According to the Center for an Urban Future's 16th annual "State of the Chains" report, things aren't going great for chain retailers in New York City. According to the report, which was released December 12, this year saw a 3.1 percent decline in the number of chain stores across all five boroughs. Cell phone companies like T-Mobile, Metro by T-Mobile, and AT&T, in addition to pharmacies like Rite Aid took the biggest hits, per the report, and the city's eight largest chain retailers all have fewer locations in the city now than they did in 2019, pre-COVID.
It's not bleak for every chain in the game, though. According to the report, a few kinds of retailers made gains this year: package delivery chains like the UPS and FedEx Office, non-burger fast food chains like Popeye's and Taco Bell, dessert spots like Baskin-Robbins and Insomnia Cookies, coffee chains like Starbucks and Joe Coffee, and a handful of clothing stores, like Claire's, Intimissimi, and Alo, all added new locations in the city in 2023.
But one chain business that the report highlights as gaining ground stands out above the rest, because it's weird and because I live near one of its locations—the Nuts Factory, a retailer that sells nuts, candies, spice blends, dried fruits, granola, and coffee and tea, some pre-packaged and some in scoopable containers for bulk purchasing. Anecdotally, I have never seen anyone in my neighborhood carrying a bag from the Nuts Factory. Nor have I witnessed anyone walk past the disturbingly human-sized, cowboy hat-wearing inflatable peanut outside of the store, enter, and actually make a purchase. Still, according to the State of the Chains report, the number of Nuts Factory locations in the city doubled in 2023, from just five locations to a whopping 10 across Queens, Brooklyn, and Manhattan.

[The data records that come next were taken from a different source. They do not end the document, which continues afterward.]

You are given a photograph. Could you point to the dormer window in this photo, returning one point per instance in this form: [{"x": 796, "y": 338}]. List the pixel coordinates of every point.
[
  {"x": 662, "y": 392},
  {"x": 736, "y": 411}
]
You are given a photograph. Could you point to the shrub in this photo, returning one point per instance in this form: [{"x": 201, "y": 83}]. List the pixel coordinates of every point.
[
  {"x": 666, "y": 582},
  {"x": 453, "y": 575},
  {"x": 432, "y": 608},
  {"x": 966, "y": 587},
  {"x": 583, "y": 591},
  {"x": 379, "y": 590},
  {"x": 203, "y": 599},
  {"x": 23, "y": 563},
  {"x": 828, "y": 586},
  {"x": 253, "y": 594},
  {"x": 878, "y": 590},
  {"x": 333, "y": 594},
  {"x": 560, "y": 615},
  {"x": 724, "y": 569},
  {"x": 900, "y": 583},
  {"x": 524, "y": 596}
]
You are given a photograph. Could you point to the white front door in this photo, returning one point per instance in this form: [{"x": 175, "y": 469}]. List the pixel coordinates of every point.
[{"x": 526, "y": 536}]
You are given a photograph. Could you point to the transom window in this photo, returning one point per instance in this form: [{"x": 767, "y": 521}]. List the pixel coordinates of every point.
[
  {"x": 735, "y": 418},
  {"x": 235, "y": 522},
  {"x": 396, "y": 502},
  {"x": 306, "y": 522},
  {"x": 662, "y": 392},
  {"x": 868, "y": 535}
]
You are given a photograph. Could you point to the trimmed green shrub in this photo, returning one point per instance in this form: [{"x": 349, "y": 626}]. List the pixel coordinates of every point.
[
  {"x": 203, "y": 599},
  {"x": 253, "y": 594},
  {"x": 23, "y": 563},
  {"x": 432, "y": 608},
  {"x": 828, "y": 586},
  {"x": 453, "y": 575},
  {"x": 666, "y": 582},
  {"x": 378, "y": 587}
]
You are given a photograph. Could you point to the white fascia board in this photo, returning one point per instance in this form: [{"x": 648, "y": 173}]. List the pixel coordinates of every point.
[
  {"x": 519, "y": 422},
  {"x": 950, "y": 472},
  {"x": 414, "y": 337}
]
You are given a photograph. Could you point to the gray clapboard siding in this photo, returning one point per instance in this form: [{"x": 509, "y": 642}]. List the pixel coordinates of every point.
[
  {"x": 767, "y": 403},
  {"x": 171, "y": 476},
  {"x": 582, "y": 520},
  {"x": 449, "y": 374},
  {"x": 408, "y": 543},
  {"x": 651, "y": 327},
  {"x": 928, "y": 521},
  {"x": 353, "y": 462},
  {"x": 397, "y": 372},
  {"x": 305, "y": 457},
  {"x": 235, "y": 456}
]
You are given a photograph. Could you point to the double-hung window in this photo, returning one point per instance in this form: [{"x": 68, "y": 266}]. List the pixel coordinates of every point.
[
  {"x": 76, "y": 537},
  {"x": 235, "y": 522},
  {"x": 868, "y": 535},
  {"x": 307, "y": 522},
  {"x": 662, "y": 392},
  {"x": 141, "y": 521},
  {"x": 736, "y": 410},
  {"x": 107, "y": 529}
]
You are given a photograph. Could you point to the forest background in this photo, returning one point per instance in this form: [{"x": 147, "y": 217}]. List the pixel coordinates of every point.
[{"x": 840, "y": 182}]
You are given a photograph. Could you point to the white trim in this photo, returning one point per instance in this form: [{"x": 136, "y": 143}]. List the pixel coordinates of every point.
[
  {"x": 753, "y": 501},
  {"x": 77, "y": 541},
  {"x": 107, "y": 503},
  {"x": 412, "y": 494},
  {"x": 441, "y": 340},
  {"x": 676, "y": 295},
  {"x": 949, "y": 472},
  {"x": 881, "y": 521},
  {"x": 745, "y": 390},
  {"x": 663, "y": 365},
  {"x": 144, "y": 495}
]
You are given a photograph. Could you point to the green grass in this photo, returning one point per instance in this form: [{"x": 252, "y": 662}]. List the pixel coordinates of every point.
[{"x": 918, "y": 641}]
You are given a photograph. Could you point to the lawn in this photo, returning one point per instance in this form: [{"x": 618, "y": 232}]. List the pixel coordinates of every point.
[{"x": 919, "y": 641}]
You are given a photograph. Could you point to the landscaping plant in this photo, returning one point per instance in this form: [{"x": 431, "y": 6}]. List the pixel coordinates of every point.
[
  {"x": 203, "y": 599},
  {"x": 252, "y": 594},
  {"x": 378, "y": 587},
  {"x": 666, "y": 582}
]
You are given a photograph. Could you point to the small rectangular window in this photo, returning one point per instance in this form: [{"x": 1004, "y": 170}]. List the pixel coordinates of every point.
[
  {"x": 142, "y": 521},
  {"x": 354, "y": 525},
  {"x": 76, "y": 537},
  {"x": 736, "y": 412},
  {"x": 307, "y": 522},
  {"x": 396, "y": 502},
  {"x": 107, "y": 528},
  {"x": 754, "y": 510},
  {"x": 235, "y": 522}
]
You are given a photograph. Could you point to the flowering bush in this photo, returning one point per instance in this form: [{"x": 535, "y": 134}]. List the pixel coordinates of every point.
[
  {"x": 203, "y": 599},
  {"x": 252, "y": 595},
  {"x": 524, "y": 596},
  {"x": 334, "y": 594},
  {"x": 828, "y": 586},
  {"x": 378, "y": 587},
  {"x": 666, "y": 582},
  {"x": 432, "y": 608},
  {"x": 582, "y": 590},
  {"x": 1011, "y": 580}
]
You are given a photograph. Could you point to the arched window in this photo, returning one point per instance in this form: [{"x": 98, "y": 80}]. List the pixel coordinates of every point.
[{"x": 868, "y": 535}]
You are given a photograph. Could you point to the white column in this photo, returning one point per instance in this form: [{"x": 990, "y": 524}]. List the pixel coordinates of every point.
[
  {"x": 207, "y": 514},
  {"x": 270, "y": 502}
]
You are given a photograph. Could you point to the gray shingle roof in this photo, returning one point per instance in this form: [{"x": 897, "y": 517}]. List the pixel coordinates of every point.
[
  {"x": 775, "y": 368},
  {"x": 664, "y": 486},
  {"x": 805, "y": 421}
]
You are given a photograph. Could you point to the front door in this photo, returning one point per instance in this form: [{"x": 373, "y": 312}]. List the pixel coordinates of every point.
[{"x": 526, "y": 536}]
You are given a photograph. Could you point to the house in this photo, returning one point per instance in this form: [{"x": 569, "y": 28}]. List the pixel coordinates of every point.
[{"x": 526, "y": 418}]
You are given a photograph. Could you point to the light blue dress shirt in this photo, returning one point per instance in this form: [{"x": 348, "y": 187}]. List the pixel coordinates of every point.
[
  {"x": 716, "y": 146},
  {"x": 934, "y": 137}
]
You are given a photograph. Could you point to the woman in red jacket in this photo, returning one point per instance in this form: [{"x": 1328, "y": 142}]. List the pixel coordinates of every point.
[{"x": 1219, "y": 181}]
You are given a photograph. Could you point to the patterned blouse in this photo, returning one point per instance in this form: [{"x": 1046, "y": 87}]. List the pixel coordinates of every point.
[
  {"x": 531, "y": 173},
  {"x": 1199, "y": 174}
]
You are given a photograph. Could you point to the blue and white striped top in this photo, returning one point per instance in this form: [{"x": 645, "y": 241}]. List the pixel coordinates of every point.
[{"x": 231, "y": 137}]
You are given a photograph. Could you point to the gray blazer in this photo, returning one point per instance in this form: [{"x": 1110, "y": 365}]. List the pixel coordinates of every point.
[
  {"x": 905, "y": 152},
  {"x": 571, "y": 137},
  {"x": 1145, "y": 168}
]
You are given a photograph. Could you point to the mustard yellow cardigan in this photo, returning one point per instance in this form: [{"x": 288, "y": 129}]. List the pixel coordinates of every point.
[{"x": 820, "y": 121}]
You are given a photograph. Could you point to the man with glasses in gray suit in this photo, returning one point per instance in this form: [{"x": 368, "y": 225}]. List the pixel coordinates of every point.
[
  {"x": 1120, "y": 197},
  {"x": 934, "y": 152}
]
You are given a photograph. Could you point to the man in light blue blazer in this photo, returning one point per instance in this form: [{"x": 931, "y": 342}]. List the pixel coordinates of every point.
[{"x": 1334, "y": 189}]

Sure, the Nuts Factory has a long way to go before it usurps the chain retailer with the most locations in New York City—that would be Dunkin Donuts, which has 619 NYC locations. But there has to be some lesson to be gleaned from a business that's doing (by all appearances) perplexingly well in some of the city's more expensive neighborhoods, like Park Slope, Cobble Hill, UES, UWS, and Greenwich Village. And to be clear, the Nuts Factory experience is a seemingly soulless, fluorescent void that has nothing on the dynamic and electrifying atmosphere you get in a really solid Dunkin outpost—or even a good Claire's.
Do other chain retailers need to be doing more in the advertising department, like, say, creating an M&M-style cinematic universe of anthropomorphic nuts (including a few eyebrow-raisers, like this pistachio who is "originally from the Bronx" and an almond with an accent, mustache, and red bandana) for social media? Does Metro by T-Mobile need to start selling white chocolate bark? Or is the secret to consumer happiness and exponential growth something startlingly simple, and other places simply overthinking everything? I'll let this reply on a thread in the Astoria subreddit about a Nuts Factory opening in the neighborhood earlier this year speak for itself:
We must treat our existing chains with far more respect, lest we find ourselves in a world gone nuts.